The nation of Chile elevated its minister of environment to a cabinet-level position, and then picked the head of an E&E office in the country for the job.
The growing "green" awareness coincides with a rising standard of living in emerging markets, said Kevin Neumaier, president and chief executive officer of the environmental services firm. And E&E benefits from its ties to those nations, he said.
"We've been in some of these countries 20 years," he said at E&E's annual shareholders meeting on Thursday. "We knew people before they had the money. We've been doing work in the country when there was very little work being done. And then we've also gained an operational knowledge of how to work in some of these countries, which takes some doing. And this first-to-market really can make a big advantage."
At a mining complex in Peru, E&E monitors flora and wildlife, including bats, birds, lizards and rodents. "You look back 10 years ago, they wouldn't spend $500,000 for work like this," Neumaier said. "This is the country caring more about it, and really doing a lot more on the environment."
In the United States, E&E has contracts related to everything from a natural gas pipeline to Great Lakes restoration, as well as renewable energy projects involving solar and wind power.
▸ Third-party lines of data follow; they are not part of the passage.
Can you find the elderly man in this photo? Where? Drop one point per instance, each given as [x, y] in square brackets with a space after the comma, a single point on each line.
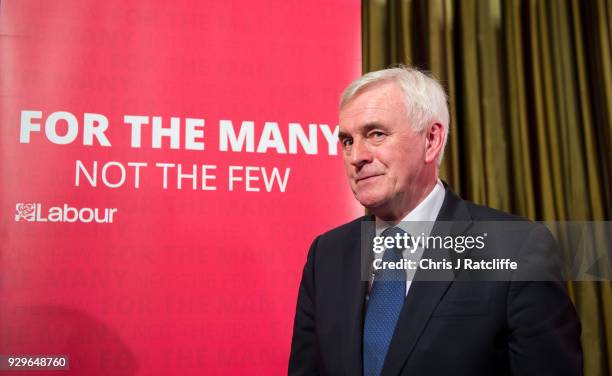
[393, 129]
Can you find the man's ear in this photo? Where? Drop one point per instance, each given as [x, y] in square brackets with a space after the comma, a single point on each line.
[434, 141]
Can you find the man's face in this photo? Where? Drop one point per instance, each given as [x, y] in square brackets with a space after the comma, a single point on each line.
[383, 157]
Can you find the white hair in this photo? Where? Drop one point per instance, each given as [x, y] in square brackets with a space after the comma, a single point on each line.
[425, 99]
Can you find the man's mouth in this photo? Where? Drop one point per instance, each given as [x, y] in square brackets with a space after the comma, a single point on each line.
[366, 178]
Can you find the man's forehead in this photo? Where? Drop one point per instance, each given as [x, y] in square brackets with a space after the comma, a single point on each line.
[378, 98]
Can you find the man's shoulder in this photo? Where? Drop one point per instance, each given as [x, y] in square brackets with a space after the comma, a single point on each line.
[485, 213]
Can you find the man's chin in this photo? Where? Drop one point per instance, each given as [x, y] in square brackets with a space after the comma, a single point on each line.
[372, 203]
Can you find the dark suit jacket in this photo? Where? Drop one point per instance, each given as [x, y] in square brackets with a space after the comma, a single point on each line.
[446, 327]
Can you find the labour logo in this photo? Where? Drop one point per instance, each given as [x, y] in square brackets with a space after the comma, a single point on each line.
[25, 212]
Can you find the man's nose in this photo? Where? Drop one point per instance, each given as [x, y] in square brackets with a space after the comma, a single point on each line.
[360, 153]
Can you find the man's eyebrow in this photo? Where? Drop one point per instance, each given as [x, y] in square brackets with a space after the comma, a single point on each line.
[363, 129]
[342, 135]
[373, 125]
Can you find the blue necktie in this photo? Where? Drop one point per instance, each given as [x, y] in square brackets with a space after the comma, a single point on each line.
[384, 306]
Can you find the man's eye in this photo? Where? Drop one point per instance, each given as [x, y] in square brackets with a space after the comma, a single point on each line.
[347, 142]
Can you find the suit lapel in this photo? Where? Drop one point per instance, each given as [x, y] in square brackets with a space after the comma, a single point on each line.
[424, 296]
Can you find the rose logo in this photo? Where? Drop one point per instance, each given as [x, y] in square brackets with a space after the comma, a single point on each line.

The company has about 1,100 employees in 54 locations around the world, including 310 locally. It is preparing to open a bureau in Vancouver, B.C., a region where the company already has various projects.
"We've been a leader in environmental services really since day one," Neumaier said. "There weren't environmental companies when E&E was born [in 1970], and we continue to lead in that area."
E&E executives say the company is on solid footing financially.
"We've been doing well for a lot of years, but right now, we're doing particularly well," Neumaier said.
In its fiscal 2010, which ended last July, E&E's net income declined 18 percent from the year before to $4.26 million, or $1.02 per share. But Neumaier said the company's past two fiscal years were its two best in the past 15 years, and its past two quarters were its two best ever.
John Mye, E&E's chief financial officer, said the company is "firing on all eight cylinders." He said E&E has shown strong growth in net revenue -- revenue excluding subcontracting costs -- in the past few years. Its net revenue in the past fiscal year rose 4.5 percent from the year before, and has soared to $113.8 million from $85.3 million in fiscal 2007.
A shareholder asked Neumaier why the company switched its listing to Nasdaq from the American Stock Exchange.
"We looked at the Nasdaq as sort of aligning us better as a high-tech company," Neumaier said. "That was a big, big reason for making that decision."